Partially inspired by my pagan friends and their faith in that the Earth will outlive man, despite ourselves; and partially inspired by the different but analogous philosophy, that even in the toughest break-up, you can’t let any man invalidate you. I think we’ve all had moments where we feel like our identity or our individuality is being challenged. It can be particularly bad in some relationships. Well, I say, bury the caveman. It’s his loss, his own stupid, neolithic fault, and nobody’s going to miss him. 

Wait for me, late August

You’ll wait for me. Through evenings drenched in sun,

Low light that draws the summer out and out;

When that last choice of yours has been let free

In leafy solitude; with August, gone,

As stranger colours tend that thought to doubt,

You’ll feel the heart of cold, and wait for me.



Even at that first stretch, as I unfold

Myself from this once-white bed,

I can feel from my shoulders the absence

Of wings. Haunches of tension, relaxed;

Supple curves and the arch of my torso,

Bicep you could bite; my abs, just morsels

Of perfection.
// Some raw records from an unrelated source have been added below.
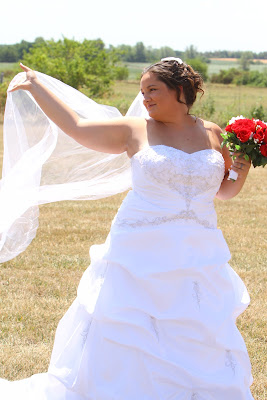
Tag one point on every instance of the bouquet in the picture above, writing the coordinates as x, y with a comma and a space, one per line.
247, 136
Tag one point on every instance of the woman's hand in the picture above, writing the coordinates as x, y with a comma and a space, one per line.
240, 165
22, 81
230, 188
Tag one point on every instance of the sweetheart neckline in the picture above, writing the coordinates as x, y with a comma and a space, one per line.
174, 148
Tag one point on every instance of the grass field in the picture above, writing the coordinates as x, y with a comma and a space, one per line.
214, 67
38, 286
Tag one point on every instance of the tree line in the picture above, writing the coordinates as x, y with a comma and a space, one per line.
137, 53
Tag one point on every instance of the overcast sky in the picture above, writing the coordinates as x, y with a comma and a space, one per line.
207, 24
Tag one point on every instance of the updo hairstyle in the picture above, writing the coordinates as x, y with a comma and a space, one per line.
175, 75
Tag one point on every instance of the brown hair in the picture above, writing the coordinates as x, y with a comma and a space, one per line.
175, 75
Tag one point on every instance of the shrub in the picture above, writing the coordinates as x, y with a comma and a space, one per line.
87, 64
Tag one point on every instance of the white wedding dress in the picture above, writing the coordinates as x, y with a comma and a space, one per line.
154, 318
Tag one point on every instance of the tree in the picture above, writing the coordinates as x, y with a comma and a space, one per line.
245, 60
85, 64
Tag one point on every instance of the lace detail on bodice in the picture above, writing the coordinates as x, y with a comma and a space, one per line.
175, 186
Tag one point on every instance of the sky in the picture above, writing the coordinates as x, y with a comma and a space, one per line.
207, 24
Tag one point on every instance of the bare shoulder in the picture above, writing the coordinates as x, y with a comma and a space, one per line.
213, 128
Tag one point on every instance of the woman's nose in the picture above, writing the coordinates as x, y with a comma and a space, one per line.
146, 97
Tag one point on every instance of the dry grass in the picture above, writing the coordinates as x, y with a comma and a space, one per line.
37, 287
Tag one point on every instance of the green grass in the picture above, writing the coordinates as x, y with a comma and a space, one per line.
38, 286
214, 67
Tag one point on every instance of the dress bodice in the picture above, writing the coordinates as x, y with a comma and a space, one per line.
170, 185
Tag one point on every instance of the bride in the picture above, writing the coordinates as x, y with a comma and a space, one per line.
155, 313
I am exquisitely painted:

But I assure you, nothing divine about it.


Stirred again, I am as ancient as Babylon.

And this lover, this tender, woebegone

Victim beside me: he is as old as wine,

Present in one tableau or another for five

Millennia, below and before me, keen

Eyed, soft-skinned; lips, whispering his need.

I lay here, almost as if fallen from some

Loving height, to make these beds my home.


I am twenty-one. And the nakedness I bring

Is new to me; it’s newer still to him,

And even in dreaming it fascinates his own,

Bareness upon bareness, dreamt upon.

I wear this life like the torn-up vest

He dragged from me, once clung to my chest

In parody of him. And, now he’s sweet,

I drape myself in shameful thoughts, and leave.



Another adolescent attempt. Bless my silly young silly self. 

What to do


What shall we do this time? Shall we throw

Long arms of catastrophe into the windows

Of neighbouring homes? Shall we salt the very

Tulipped gardens of proud women; shall we

Dance victorious in spite of abandoned warehouses,

Setting fire to silence, dust and emptiness?

Shall we delight in fireworks, tracing patterns

With bright worked fire, Venuses and Saturns,

Mercuries and divine chaos? To claim this night,

Shall we throw it away, and spend every second of it

As teenagers would, in righteous misery?

What shall we do as, when the vacancy

Of morning wakes us, we hope to dream awhile?

Tell me, what we shall do to kill this time.


We’ve all been young and foolish, once. And wasn’t it fun?